According to a Bayer press release, the total transaction is valued at US-dollar 90 million upfront with a final, potential milestone payment of US-dollar 30 million. This agreement includes a license to use Maxygen's MolecularBreeding technology, a novel research platform, for exploiting gene targets.
Haemophilia is an inherited bleeding disorder caused by deficient or defective blood coagulation proteins. Roughly 20 to 30 percent of patients with haemophilia develop antibodies - or inhibitors - to current therapies. In these instances a Factor VIIa is used to bypass inhibitors and help these individuals to form clots. MAXY-VII is a next generation Factor VIIa clotting factor that may offer an improved dosing regimen and safety profile. The addition of a development candidate for patients with clotting factor inhibitors could further build Bayer's leadership position in haemophilia care where it offers the recombinant Factor VIII product, Kogenate (antihaemophilic factor [recombinant]). The company has a strong development program dedicated to haemophilia including ongoing clinical investigations into long-acting forms of Kogenate.
"MAXY-VII has the potential to be an important expansion of therapeutic options for people living with haemophilia and we are pleased to add this to our global development portfolio. The agreement fits into our growth strategy for our specialty pharmaceutical business and builds on our expertise in the commercialization and manufacturing of protein therapeutics," said Dr. Gunnar Riemann, member of the Executive Committee of Bayer HealthCare. "Our scientists are actively collaborating with researchers in academia and biotechnology firms to leverage novel research platforms. Access to Maxygen's MolecularBreeding technology provides us with another tool to expand our product pipeline."
"This agreement allows Maxygen to capture significant value from this preclinical asset, and puts MAXY-VII in the hands of the haemophilia leader," said Russell Howard, chief executive officer of Maxygen. "MAXY-VII has the potential to become the world's first approved shuffled protein therapeutic, a milestone that is likely to open up many more opportunities for Maxygen's technology.

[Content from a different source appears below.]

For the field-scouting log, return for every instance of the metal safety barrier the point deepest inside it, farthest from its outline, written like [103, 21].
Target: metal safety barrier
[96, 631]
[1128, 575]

Bayer is the ideal company to move the MAXY-VII program toward that goal."
Bayer also receives a non-exclusive license to use Maxygen's MolecularBreeding technology for a broad set of genes for its internal use in its specialty pharmaceutical business. In addition, Bayer receives exclusive rights to use the technology for 30 specified gene targets in areas of strategic business interest. This novel platform allows scientists to exploit gene variation that can result in unique drug targets or novel therapeutic protein candidates.

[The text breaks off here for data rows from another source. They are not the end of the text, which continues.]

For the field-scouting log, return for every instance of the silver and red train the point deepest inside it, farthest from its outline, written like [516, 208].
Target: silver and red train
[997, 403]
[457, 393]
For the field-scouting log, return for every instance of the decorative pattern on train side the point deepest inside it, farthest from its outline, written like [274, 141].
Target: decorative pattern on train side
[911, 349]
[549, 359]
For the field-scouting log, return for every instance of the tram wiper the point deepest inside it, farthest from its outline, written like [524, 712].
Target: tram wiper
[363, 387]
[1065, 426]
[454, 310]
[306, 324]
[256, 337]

MAXY-VII is designed to be an improved Factor VIIa for the treatment of haemophilia patients. Haemophilia is an inherited bleeding disorder characterized by prolonged or spontaneous bleeding, especially into the muscles, joints or internal organs. The disease is caused by deficient or defective blood coagulation proteins, known as factor VIII or IX. The most common form of the disease is haemophilia A, or classic haemophilia, in which the clotting factor VIII is either deficient or defective. Haemophilia B is characterized by deficient or defective factor IX. According to the World Federation of Haemophilia, about 1 in 10,000 people is born with haemophilia A and 1 in 50,000 people is born with haemophilia B. At some point in time, roughly 20 to 30 percent of patients develop antibodies to these replacement factors (frequently referred to as inhibitors).
MolecularBreeding, also known as gene shuffling, is an iterative process of recombination and selection. The products of these recombined genes (proteins) are then screened for the targeted drug properties. This novel platform allows scientists to exploit gene variation that can result in unique drug targets or novel therapeutic protein candidates.